Sobre ela há uma tigela branca com pêssegos cortados em quadrados, misturados com melão e grãos de aveia sobre eles, no canto superior esquerdo. Embaixo dela, há outra semelhante, mas com dois biscoitos grandes com gotas de chocolate dentro. No centro, um prato composto por dois pedaços generosos de carne e duas fatias douradas de pão amanteigado. No topo direito da bandeja, uma taça com líquido roxo que eu torci para ser vinho, mesmo sem saber se aceitaria a oferta de paz ou não, e abaixo, um papel dobrado de maneira simétrica.

Fiquei parada sem me mover, só olhando pra bandeja por mais tempo do que gostaria, sem saber o que fazer. De repente me tornei uma criança, imóvel sem o comando dos pais, com medo de errar.

Ainda relutante, me abaixei, apoiando meu peso sobre os joelhos, e como se o papel fosse envenenar meus dedos e fazê-los apodrecer, o peguei em mãos com bastante cautela.
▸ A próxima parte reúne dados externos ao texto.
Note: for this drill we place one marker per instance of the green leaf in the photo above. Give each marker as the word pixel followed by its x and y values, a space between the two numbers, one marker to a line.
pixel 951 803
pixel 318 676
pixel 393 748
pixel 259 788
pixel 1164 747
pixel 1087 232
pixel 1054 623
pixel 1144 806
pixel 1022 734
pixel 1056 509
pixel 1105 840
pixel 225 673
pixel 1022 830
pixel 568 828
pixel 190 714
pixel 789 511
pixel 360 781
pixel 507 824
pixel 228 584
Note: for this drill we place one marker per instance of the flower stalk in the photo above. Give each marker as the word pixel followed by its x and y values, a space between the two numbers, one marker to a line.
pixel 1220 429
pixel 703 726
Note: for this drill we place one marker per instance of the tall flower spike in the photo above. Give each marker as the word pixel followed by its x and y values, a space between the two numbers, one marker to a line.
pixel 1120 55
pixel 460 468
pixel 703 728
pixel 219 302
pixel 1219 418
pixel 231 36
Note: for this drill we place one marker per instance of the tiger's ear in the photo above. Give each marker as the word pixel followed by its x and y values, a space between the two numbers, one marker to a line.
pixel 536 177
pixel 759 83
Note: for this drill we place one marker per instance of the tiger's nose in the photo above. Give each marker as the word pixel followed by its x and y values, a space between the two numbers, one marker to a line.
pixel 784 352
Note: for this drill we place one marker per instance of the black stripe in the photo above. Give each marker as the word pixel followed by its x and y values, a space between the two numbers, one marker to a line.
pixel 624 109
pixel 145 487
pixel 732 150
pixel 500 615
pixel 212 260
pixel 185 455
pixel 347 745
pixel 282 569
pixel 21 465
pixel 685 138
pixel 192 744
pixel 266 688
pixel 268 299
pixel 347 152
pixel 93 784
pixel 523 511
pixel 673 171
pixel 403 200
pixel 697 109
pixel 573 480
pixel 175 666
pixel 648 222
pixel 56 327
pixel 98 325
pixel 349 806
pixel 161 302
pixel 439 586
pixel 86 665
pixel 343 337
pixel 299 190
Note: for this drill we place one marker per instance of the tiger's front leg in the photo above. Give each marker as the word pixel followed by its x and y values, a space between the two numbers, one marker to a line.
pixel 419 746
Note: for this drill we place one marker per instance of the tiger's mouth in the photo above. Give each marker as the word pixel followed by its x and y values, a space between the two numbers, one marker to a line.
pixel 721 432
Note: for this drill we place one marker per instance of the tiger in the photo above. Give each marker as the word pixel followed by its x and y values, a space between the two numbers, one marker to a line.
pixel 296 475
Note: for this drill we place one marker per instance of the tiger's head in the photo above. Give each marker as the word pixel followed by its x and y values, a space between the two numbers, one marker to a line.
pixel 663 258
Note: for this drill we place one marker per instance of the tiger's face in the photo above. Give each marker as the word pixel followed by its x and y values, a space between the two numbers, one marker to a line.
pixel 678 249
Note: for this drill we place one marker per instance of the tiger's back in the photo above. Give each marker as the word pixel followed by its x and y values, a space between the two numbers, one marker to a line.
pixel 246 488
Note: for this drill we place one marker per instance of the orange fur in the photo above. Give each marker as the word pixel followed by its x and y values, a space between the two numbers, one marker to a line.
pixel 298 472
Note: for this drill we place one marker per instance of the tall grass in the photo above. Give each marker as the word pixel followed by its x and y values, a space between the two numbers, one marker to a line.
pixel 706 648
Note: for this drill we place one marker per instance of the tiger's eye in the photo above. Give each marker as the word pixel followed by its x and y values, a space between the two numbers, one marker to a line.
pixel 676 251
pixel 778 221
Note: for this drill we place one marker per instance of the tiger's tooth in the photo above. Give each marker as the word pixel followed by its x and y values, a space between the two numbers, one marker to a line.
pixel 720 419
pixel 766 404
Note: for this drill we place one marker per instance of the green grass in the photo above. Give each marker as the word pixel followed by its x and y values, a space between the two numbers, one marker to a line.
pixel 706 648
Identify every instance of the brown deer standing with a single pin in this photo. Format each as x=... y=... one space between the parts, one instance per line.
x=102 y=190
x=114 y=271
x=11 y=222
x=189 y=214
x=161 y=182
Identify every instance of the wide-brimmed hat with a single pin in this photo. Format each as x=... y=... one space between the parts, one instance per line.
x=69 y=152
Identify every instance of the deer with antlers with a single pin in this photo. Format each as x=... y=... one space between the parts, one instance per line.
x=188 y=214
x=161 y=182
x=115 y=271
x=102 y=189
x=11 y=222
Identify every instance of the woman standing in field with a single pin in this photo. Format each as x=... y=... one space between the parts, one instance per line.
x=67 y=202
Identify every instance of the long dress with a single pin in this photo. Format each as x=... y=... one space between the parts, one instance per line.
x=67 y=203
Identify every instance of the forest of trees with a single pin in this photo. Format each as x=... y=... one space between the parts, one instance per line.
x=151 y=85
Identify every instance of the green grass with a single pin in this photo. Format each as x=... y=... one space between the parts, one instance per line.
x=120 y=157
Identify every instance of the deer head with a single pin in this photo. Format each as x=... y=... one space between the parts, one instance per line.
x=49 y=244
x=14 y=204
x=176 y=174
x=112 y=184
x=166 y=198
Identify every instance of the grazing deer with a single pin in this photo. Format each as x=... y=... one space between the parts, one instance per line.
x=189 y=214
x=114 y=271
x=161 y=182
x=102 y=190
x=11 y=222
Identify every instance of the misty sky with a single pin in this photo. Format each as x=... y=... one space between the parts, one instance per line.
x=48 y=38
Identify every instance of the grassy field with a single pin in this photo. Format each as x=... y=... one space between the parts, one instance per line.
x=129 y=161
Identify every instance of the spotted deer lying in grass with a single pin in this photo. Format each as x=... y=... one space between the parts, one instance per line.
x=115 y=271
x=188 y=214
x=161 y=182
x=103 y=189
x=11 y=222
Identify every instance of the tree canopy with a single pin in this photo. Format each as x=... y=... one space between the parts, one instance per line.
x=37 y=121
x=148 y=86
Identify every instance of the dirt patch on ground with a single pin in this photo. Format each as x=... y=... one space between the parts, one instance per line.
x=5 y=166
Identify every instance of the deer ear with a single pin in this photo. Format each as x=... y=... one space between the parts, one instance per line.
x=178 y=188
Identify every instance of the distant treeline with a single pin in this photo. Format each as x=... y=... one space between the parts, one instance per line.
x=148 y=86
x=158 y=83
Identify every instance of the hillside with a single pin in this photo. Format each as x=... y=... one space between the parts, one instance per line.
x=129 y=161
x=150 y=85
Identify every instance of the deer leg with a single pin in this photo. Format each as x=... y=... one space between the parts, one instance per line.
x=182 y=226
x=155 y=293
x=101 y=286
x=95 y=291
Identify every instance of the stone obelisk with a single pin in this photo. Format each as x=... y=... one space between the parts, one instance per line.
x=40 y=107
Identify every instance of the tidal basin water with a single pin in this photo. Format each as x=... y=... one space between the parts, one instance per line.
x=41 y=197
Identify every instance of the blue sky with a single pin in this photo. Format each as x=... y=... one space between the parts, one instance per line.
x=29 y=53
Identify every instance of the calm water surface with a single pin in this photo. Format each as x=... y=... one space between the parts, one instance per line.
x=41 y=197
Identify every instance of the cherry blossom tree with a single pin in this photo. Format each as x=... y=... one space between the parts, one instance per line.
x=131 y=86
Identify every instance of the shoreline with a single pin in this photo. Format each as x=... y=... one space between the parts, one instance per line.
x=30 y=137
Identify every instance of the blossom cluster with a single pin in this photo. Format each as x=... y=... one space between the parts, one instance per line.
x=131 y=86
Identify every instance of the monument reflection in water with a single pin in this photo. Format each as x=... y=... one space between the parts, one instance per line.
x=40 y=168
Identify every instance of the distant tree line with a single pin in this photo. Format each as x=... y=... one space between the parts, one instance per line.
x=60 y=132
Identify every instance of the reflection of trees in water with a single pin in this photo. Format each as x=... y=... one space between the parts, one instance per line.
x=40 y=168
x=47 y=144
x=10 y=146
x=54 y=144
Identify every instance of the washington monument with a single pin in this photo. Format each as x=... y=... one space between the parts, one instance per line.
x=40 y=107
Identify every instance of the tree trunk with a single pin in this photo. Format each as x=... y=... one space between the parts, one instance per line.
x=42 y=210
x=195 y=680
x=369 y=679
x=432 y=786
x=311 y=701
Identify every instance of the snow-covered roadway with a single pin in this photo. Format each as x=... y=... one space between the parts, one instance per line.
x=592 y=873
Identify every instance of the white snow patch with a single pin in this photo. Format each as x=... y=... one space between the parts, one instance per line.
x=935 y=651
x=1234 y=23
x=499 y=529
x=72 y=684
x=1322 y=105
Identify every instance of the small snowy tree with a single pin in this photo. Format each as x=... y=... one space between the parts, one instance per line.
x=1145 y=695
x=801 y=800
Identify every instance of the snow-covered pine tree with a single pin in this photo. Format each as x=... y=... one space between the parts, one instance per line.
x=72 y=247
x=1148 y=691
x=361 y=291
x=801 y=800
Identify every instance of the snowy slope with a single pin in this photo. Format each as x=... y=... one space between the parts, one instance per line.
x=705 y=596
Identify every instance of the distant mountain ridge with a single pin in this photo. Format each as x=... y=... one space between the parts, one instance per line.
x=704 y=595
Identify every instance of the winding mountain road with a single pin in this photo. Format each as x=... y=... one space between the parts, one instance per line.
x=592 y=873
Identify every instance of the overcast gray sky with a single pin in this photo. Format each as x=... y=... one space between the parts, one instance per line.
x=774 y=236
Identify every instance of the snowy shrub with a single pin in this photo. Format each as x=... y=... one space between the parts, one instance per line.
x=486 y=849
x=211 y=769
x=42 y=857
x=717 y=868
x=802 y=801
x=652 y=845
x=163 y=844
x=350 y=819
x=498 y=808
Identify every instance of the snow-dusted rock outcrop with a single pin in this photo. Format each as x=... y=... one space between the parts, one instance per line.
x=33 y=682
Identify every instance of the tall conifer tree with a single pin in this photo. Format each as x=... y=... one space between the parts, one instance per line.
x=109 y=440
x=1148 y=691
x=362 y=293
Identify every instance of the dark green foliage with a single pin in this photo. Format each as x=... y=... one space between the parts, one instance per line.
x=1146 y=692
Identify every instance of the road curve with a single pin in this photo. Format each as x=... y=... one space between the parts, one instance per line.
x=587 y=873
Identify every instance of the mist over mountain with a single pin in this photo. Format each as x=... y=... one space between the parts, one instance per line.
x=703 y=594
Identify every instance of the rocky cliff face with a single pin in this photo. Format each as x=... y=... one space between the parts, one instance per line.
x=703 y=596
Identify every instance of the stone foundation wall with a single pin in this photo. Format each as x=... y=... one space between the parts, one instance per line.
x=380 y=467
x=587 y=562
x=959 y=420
Delicadamente o abri, vendo por cima um recado longo dentro, composto por uma quantidade generosa de palavras.

Por favor, peço que aceite minhas desculpas.
Pedi para que velhas amigas me ajudassem a preparar uma refeição para você, está exausta, e certamente um agrado não cairia mal. Não sabia exatamente do que gostava, tampouco o que comem em Vênetos, mas me lembro de que contou sobre o clima tropical do seu lar e selecionei frutas que nascem no calor. Os biscoitos não foram ideia minha, mas espero que goste mesmo assim. Proteína e carboidrato são importantes, especialmente quando possuem sabores agradáveis. O vinho está aí não porque precisa, mas talvez queira, e também é uma opção agradável. Sinceramente, espero que aproveite.

Um suspiro fraco escapou por entre meus lábios enquanto dobrava o papel, atônita, percebendo que havia desaprendido a tomar decisões, ao menos no momento.

Quis ficar com raiva dele, claramente acha que uma bandeja com comidas gostosas podem apagar o fato de que por culpa de sua Grã-Senhora não posso salvar aqueles que precisam de mim. Como se fosse um gesto muito nobre, já que revelei que passei quase uma semana sem qualquer alimento.